Duffy’s vision of the future of these islands is not one that either the yes or no camps would wish to promote. The schism with Scotland leads to another and another as England threatens to break apart, with the south being left behind economically and sliding into poverty and decay. The financial powerhouse that was the City of London is no more as the fickle money men decamp to Frankfurt or Geneva and even the boroughs of London start flexing their independence muscles. Power bases become smaller and more insular and former neighbours find themselves at odds with each other.

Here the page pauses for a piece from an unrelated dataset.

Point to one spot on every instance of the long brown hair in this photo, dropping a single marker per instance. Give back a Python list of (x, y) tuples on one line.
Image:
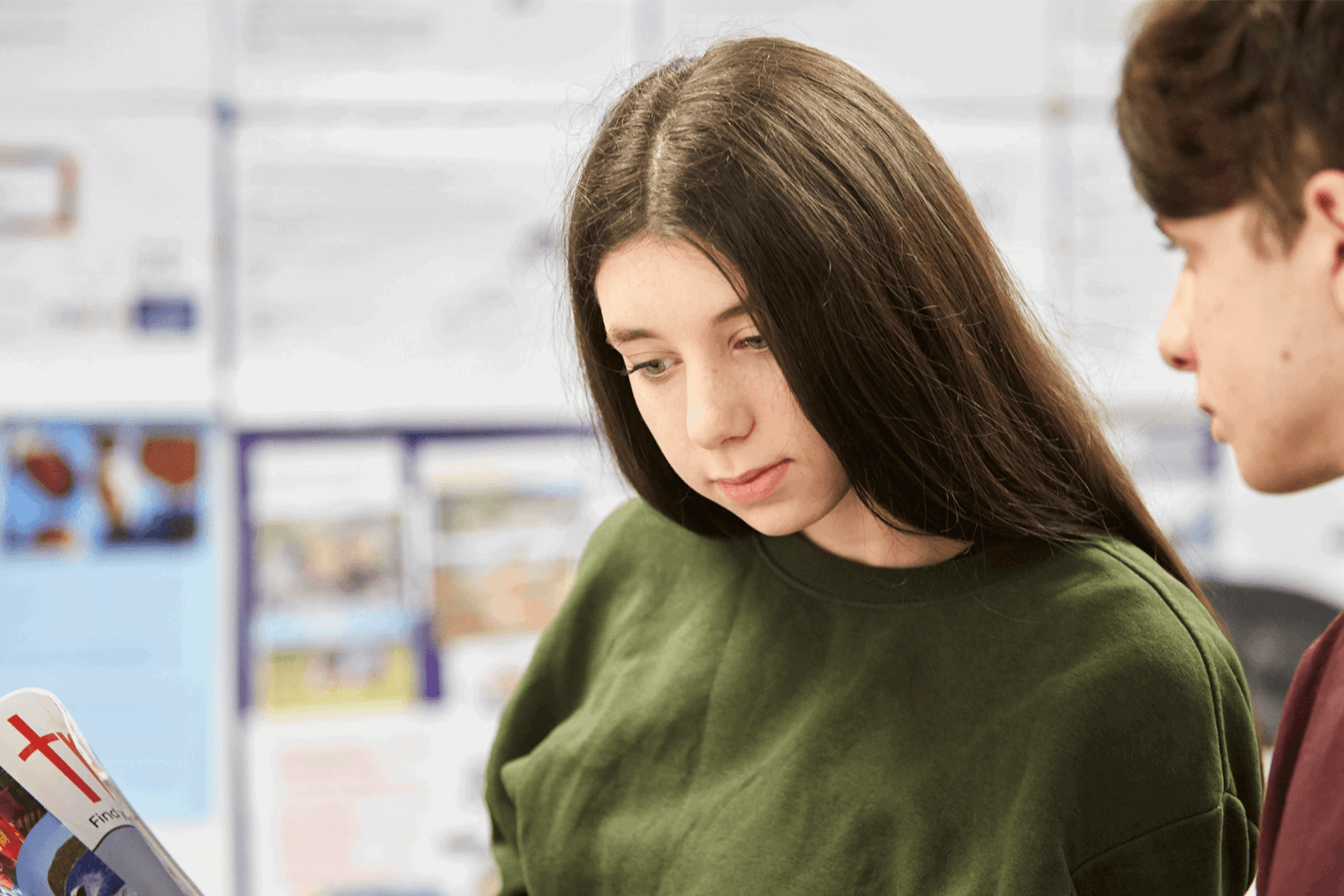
[(883, 300)]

This novel is published by Duffy’s agent rather than a publishing house and unfortunately it shows. There are spelling and layout errors that irritate but what is most disappointing is the lack of a firm editorial hand. The characters of Terry and Paula are skeletal, mere devices for Duffy’s warnings about where nationalism can lead, and desperately need more meat on their bones. The story of Colm is not fully contrasted and compared with the modern day story which is a real shame as Duffy’s extensive knowledge is obvious and the tale of Christianity spreading across the land is fascinating.
This novel could send a powerful message about the unintended consequences of perceived political utopias and how nationalism can provide fertile soil for extremists. However it would need another draft and a good editor to breathe life into it. As it stands it is a bold and cautionary warning to think before you leap into the unknown, but a little more work would make it an outstanding contemporary fable.